The other side of the card: the postmark of Baku, a standard doublecircle postmark. This type postmarks is introduced by the circular no 9 of 3 february 1903. When the old one-ring postmarks wore out, they must be replaced by the double-ring type.

About the postmarks of Baku is made an excellent study by P.T. Ashford. In his book he gives an overview of the double circle postmarks of Baku. The serial letter of the postmark on this card is ж [zh], the 7th letter of the cyrillic alphabet. Ashford (p. 534) shows four different double circle postmarks with this same serial letter ж: type 37, 38, 39 and 40.
In 1907 typw 37 was in use, in the period 1908-1909 type 38, type 39 in 1913 and type 40 in the period 1915-1910. The postmark on this card seems to have been type38: БАКУ [BAKU] with the У not too far down. The date is January 26, 1909, so this is correct I think. The indication of the city, БАКУ, is not followed by a numeral, so these are postmarks of the main post office.

The four types.

Mi. 9y, resized 50%

In Imperial Russia Baku was important for the oil. On later postage stamps of Azererbaijan the Temple is depicted with in the background five oil derricks. Azererbaijan became at the first time independent as part of the Transcaucasian Democratic Federative Republic on April 9, 1918. From May 28, 1918, Azererbaijan became an independent republic. This Azerbaijan Democratic Republic was the first democratic and secular republic in the Muslim world. The set (mi. 1x-10x) with these stamps -national symbols- is issued in 1919, October 20, by this democratic republic on white paper. Stamps with the temple: Mi. 9x and Mi. 10x. It were the first and also the last stamps of this republic: April 28, 1920, Baku is invaded by 11th Red Army and became capital of the Azerbaijan Soviet Socialist Republic.

Mi. 10y, resized 50 %.

The Soviet Republic issued these stampa again, now on yellow or grey paper (mi. 9y and Mi. 10y).

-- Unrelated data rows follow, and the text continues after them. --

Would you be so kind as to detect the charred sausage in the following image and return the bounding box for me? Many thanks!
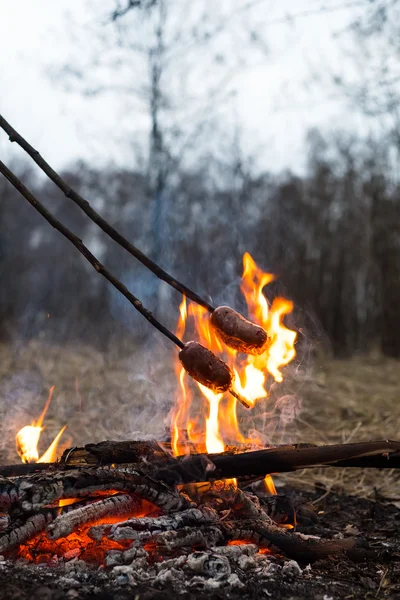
[210,306,268,354]
[179,341,233,393]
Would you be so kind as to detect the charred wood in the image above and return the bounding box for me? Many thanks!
[0,509,56,553]
[152,440,400,484]
[107,506,218,541]
[46,494,140,540]
[16,467,192,512]
[1,441,400,483]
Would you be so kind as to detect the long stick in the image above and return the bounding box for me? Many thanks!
[1,440,399,479]
[0,114,215,313]
[0,159,184,349]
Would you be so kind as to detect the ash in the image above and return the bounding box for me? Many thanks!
[0,549,304,600]
[0,488,398,600]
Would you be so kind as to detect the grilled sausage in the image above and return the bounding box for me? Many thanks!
[210,306,268,355]
[179,341,233,393]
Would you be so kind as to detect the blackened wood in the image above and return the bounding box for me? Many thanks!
[47,494,140,540]
[1,440,400,481]
[0,463,55,478]
[0,510,56,553]
[238,519,358,563]
[152,440,400,484]
[18,467,192,513]
[61,440,173,467]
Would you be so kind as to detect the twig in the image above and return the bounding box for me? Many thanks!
[0,114,215,313]
[0,159,184,350]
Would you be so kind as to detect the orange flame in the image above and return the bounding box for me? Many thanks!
[16,386,66,464]
[171,252,297,468]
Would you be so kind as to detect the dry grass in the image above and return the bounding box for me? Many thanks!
[277,353,400,501]
[0,339,399,500]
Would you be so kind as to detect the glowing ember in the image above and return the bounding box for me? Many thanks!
[15,386,66,464]
[171,252,297,491]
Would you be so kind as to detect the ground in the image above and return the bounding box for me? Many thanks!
[0,487,399,599]
[1,339,399,498]
[0,340,399,598]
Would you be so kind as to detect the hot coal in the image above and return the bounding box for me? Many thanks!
[0,486,398,600]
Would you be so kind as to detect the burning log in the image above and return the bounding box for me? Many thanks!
[225,519,359,563]
[0,467,191,513]
[47,494,140,540]
[151,440,400,484]
[1,440,400,481]
[0,510,56,553]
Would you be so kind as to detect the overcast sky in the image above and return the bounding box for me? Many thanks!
[0,0,368,174]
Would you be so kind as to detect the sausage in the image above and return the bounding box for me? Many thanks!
[210,306,268,355]
[179,341,233,393]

There are forgeries of Mi. 1x - 10x and Mi. 1y - 10y.

Another card with a picture from Baku and sent from Baku.
Under the picture is indicated: 'Ancien cimetière Muselman', the old Muslim cemetery.

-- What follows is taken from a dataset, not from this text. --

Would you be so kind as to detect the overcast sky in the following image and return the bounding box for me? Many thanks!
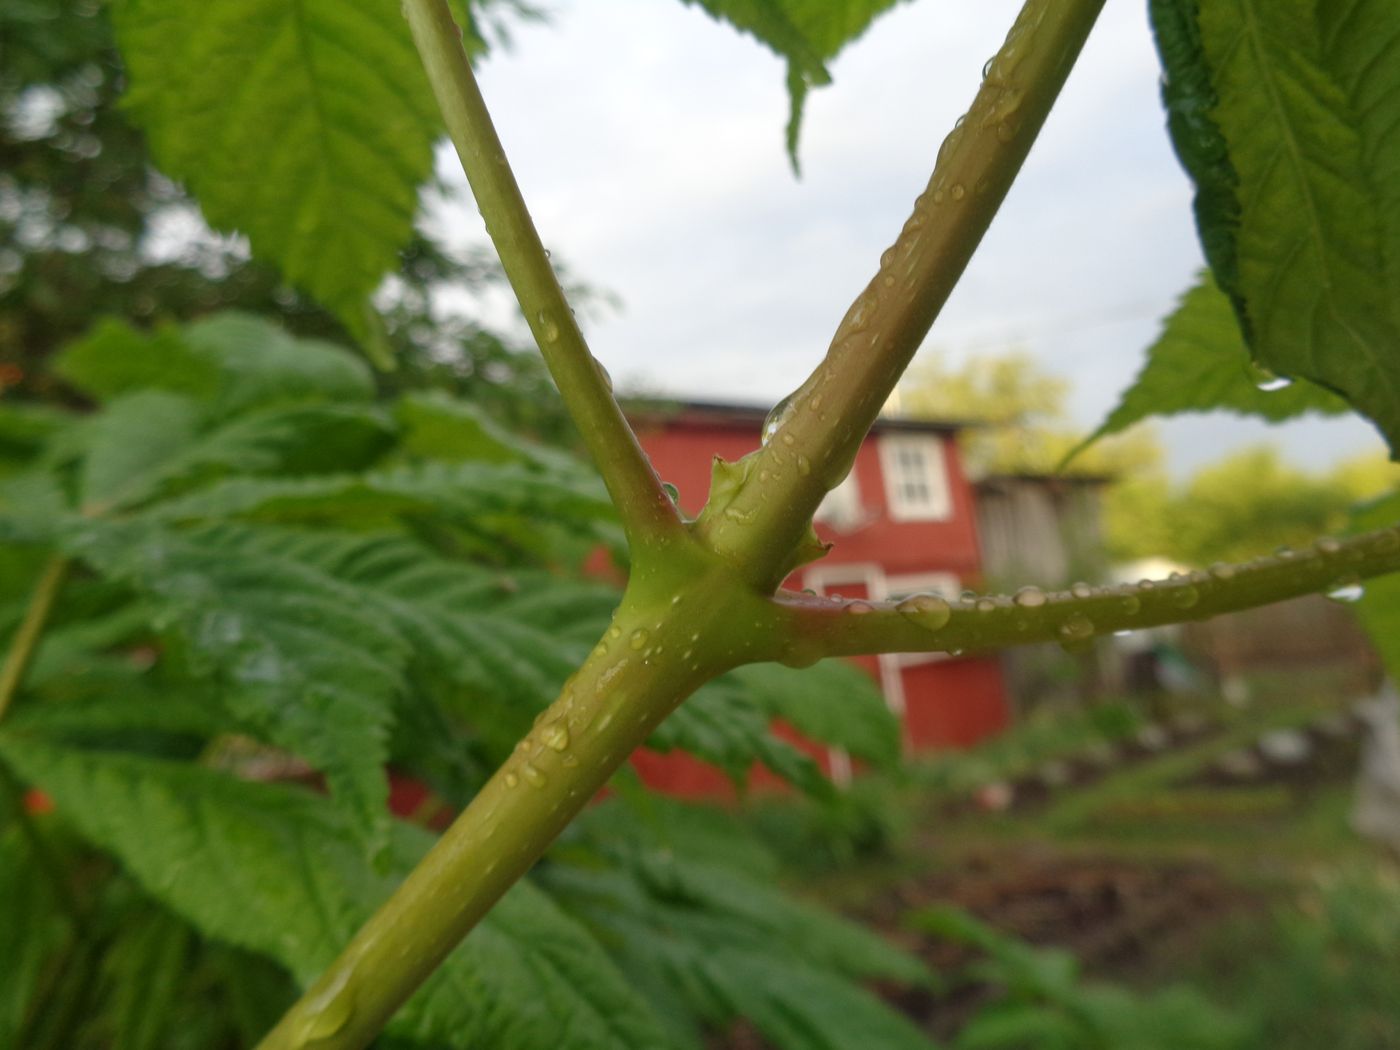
[432,0,1385,479]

On this card is used an older postmark, the 'crossed-date' postmark of Baku: in circular 13 of 5 April 1890 the instruction arrived to use Roman numerals for new stamps. This happened on suggestion of the U.P.U., the Universal Postal Union. Also the postmarks in Russia changed in the 'crossed date'-type. In the middle the day stays first, under it the month (in Roman numerals), left of the whole the century and right the rest of the year.